Das mit dem Indianer hat nicht geklappt.
Zurück in der Bundesrepublik, flog er in kurzen Abständen von mehreren Schulen - erst wegen seiner Abneigung gegen rechtsradikale Lehrer, zuletzt wegen einer wachsenden Abneigung gegen die Schule an sich – machte seinen Zivildienst, gründete 1976 die inter-kulturelle autorengruppe79 und gab mit 21 Jahren sein erstes Buch heraus: eine Lyrikanthologie über Freiheit und Zivilcourage, die zu seiner eigenen Überraschung sofort ein Erfolg wurde. Seitdem sind zahlreiche Lyrik- und Prosabände erschienen, viele davon in Zusammenarbeit mit Sergio Vesely oder anderen Mitarbeitern der Autorengruppe.
Fiechtners Veröffentlichungen zeigen ein in Formen und Themen weit gefächertes Spektrum, das gleichermaßen eine sehr vielseitige Lyrik wie Prosa umfasst und bis hin zu Interpretationen indianischer Überlieferungen, historischen Erzählungen, dokumentarischen Skizzen, Satiren, Übersetzungen, Jugendbüchern, Sachbüchern oder Literatur-&-Musik-Aufnahmen reicht. Den Schwerpunkt seiner Arbeit legt er auf die Lyrik und auf den variantenreichen Umgang mit Formen der Kurzprosa, schreibt jedoch auch Jugendbücher, von denen schon sein erstes („Annas Geschichte“) viele Literaturpreise erhielt, in mehrere Sprachen übersetzt wurde und mittlerweile als Klassiker gilt - obwohl er, wie er sagt „eigentlich nicht weiß, was ein Jugendbuch ist...“ Vielleicht werden sie gerade deshalb von Jugendlichen ebenso gerne gelesen wie von Erwachsenen.

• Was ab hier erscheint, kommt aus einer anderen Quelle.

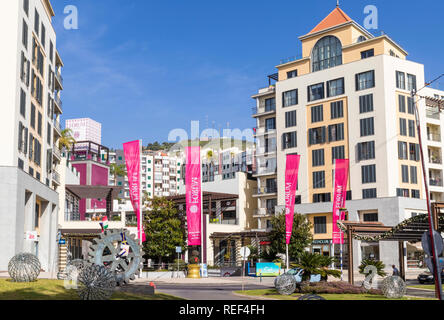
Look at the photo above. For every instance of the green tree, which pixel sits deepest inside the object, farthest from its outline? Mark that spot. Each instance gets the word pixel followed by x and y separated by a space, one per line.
pixel 164 230
pixel 301 237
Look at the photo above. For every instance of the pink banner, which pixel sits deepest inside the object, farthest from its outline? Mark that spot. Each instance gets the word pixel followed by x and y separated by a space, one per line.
pixel 193 195
pixel 339 196
pixel 291 183
pixel 131 151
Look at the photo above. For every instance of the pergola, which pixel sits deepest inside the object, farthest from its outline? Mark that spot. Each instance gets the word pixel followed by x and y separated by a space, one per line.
pixel 410 230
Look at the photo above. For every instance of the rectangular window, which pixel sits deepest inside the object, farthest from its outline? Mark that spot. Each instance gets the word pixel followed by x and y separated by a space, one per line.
pixel 320 225
pixel 318 179
pixel 366 103
pixel 316 92
pixel 290 119
pixel 405 173
pixel 337 109
pixel 289 140
pixel 365 80
pixel 413 175
pixel 290 98
pixel 336 132
pixel 337 153
pixel 366 150
pixel 400 80
pixel 292 74
pixel 401 101
pixel 317 113
pixel 367 53
pixel 369 174
pixel 318 157
pixel 335 87
pixel 402 127
pixel 317 135
pixel 369 193
pixel 367 127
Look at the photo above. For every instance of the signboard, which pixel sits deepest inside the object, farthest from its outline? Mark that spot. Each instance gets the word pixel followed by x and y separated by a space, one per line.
pixel 31 236
pixel 267 269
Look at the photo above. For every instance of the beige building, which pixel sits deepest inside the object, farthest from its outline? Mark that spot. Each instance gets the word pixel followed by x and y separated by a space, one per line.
pixel 348 97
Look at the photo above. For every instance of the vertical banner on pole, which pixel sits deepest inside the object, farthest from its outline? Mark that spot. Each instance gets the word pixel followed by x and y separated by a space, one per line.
pixel 340 194
pixel 193 195
pixel 131 152
pixel 291 182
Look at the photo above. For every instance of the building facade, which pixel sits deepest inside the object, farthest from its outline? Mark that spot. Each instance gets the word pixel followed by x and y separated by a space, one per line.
pixel 348 97
pixel 31 84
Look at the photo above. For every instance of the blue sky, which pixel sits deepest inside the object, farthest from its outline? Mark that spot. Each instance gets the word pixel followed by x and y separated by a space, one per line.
pixel 143 68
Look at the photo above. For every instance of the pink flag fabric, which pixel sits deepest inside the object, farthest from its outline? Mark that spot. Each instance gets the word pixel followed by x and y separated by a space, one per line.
pixel 340 194
pixel 193 195
pixel 131 151
pixel 291 183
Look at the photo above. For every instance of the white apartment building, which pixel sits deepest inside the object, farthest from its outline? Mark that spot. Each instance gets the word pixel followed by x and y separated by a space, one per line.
pixel 348 96
pixel 31 83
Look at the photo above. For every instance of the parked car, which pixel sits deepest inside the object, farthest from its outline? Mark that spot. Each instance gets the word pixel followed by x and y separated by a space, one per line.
pixel 427 277
pixel 297 273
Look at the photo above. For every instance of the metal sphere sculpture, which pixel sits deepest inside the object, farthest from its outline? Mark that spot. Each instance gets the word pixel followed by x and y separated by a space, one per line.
pixel 285 284
pixel 24 267
pixel 393 287
pixel 96 283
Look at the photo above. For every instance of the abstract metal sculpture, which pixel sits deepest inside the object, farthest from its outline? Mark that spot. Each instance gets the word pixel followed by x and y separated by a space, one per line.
pixel 393 287
pixel 119 252
pixel 96 283
pixel 24 267
pixel 285 284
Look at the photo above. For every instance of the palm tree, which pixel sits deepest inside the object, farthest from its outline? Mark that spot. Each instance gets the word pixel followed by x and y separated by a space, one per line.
pixel 66 140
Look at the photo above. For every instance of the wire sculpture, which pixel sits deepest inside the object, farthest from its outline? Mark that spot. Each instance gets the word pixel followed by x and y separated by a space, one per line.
pixel 24 267
pixel 393 287
pixel 96 283
pixel 285 284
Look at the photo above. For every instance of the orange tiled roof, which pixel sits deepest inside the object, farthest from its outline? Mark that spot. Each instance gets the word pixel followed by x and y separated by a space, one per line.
pixel 336 17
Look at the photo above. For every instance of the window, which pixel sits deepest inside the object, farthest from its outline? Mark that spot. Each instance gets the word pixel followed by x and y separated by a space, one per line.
pixel 365 80
pixel 318 179
pixel 318 157
pixel 335 87
pixel 366 103
pixel 270 124
pixel 289 140
pixel 402 150
pixel 316 135
pixel 369 193
pixel 405 174
pixel 337 109
pixel 336 132
pixel 292 74
pixel 320 225
pixel 413 175
pixel 368 174
pixel 337 153
pixel 402 127
pixel 316 92
pixel 412 128
pixel 400 80
pixel 367 127
pixel 401 102
pixel 321 197
pixel 290 98
pixel 367 53
pixel 290 119
pixel 317 113
pixel 327 53
pixel 366 150
pixel 411 82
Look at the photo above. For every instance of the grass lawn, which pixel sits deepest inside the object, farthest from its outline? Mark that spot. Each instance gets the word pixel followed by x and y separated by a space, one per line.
pixel 43 289
pixel 272 293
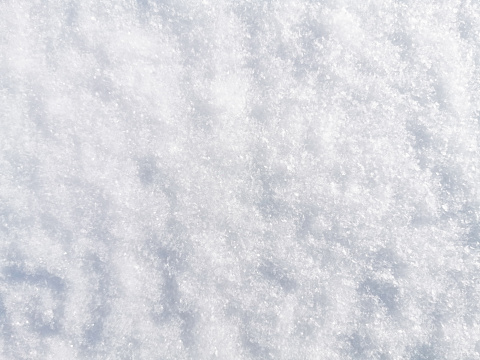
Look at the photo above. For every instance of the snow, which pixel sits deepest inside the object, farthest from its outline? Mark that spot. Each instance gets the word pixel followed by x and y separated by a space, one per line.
pixel 239 179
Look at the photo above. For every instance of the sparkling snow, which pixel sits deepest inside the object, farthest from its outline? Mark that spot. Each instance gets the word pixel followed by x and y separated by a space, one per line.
pixel 186 179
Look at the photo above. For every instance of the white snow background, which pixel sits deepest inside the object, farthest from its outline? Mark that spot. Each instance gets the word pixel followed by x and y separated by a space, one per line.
pixel 239 179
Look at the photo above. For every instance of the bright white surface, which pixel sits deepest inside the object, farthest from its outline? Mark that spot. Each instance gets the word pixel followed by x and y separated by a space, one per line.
pixel 239 180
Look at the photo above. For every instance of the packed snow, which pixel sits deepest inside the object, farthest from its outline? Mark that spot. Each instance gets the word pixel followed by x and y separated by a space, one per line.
pixel 252 179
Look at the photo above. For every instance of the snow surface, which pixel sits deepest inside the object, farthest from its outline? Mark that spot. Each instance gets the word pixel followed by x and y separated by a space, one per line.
pixel 187 179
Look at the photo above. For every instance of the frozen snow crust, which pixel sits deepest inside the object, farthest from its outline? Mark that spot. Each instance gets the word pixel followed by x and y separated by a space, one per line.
pixel 239 179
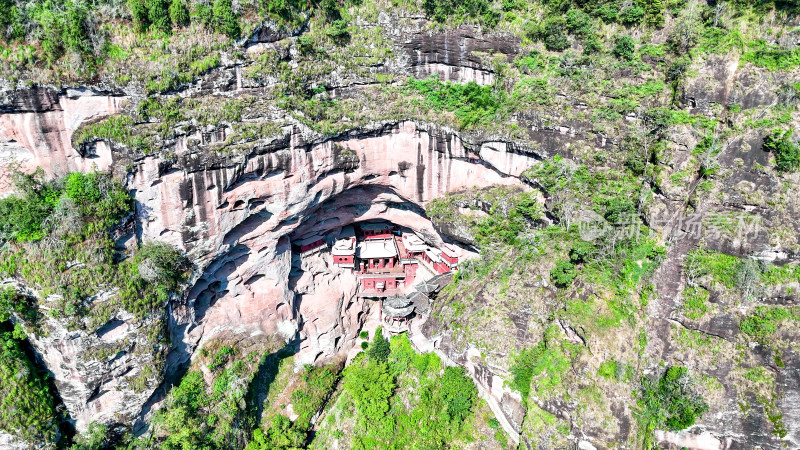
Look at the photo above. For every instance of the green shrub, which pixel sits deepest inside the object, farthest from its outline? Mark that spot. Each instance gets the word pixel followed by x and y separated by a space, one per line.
pixel 224 20
pixel 669 401
pixel 624 48
pixel 695 302
pixel 764 321
pixel 94 438
pixel 179 13
pixel 581 251
pixel 547 362
pixel 458 392
pixel 772 57
pixel 563 273
pixel 608 370
pixel 787 153
pixel 579 23
pixel 620 210
pixel 457 11
pixel 379 350
pixel 27 407
pixel 553 33
pixel 472 104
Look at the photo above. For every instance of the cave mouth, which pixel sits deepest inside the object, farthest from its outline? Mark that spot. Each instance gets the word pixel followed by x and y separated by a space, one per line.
pixel 384 264
pixel 370 250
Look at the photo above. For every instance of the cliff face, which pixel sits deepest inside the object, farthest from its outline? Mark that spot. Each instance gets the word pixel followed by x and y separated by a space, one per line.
pixel 233 200
pixel 235 216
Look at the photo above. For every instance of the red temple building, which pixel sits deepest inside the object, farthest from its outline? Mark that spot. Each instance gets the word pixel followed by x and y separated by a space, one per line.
pixel 450 255
pixel 376 230
pixel 386 262
pixel 344 249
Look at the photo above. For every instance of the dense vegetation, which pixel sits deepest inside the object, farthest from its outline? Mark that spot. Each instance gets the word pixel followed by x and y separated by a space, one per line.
pixel 397 398
pixel 28 408
pixel 567 289
pixel 670 401
pixel 56 240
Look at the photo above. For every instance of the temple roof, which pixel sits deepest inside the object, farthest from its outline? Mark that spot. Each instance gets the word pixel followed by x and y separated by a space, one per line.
pixel 397 306
pixel 372 226
pixel 346 246
pixel 377 248
pixel 451 250
pixel 308 240
pixel 414 243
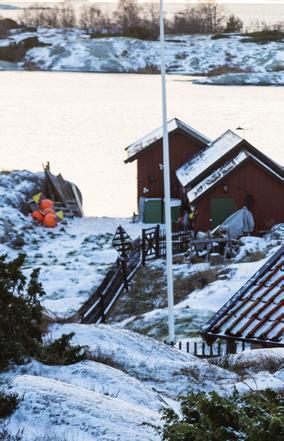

Fiechtner kann bei seiner Arbeit auf zwei Sprachen und zwei Kulturkreise zurückgreifen. Der stilistische Reichtum lateinamerikanischer Poesie steht ihm ebenso zur Verfügung wie die präzisen Gestaltungsmittel der deutschsprachigen Literatur, er bleibt weder den Grenzen der einen noch der anderen Sprache verhaftet und hat damit zu einem unverkennbar eigenen Stil gefunden, der Bilderkraft und Präzision miteinander vereint ( Jean Améry über Fiechtner: „Hier wird das Wort selbst Ereignis, und zwar nicht nur als Wort, sondern als einbrechendes Geschehen.“).
Ebenso interessant wie der literarische Brückenschlag zwischen Formen und Kulturen ist für Fiechtner die Verbindung von Literatur und Musik. So entstand in der Zusammenarbeit mit Sergio Vesely die Konzertlesung als symbiotische Einheit aus Lyrik und Lied, Prosa und Musik, aus dem gesungenen wie dem gesprochenen Wort. Sie ist heute, nach ungezählten Auftritten überall im deutschsprachigen Raum, zu einem festen, längst auch von anderen Künstlern übernommenem Begriff geworden.
Fiechtners Konzertlesungen und Autorenlesungen brachten ihm den Ruf eines herausragenden Vorlesers ein, der „das oft bestätigte Vorurteil widerlegt, dass man Dichter nicht ihre eigenen Werke lesen lassen soll.“ (WAZ). Nicht wenige seiner Lesungen finden inzwischen in Schulen und Universitäten statt, da manche Texte oder ganze Bücher vielerorts Eingang in den Unterricht gefunden haben und Jugendliche ebenso wie Studierende ihn als anregenden, humorvollen und äußerst kenntnisreichen Gesprächspartner schätzen (einen anständigen Schulabschluss hat er aber immer noch nicht...).
Viele seiner Bücher beruhen auf Dokumentarmaterial aus aller Welt und befassen sich mit zeitgeschichtlichen Themen, die ihn nicht allein als Schriftsteller, sondern schon seit seiner Schülerzeit als ehrenamtlichen Mitarbeiter von Menschenrechtsorganisationen beschäftigen. Die Freiheit, das Recht, die Würde, die Identität und Integrität des Menschen - das sind seine Themen, über die er in vielgestaltigen Formen und weit jenseits von Larmoyanz oder Bitterkeit immer wieder geschrieben hat und immer wieder schreiben wird.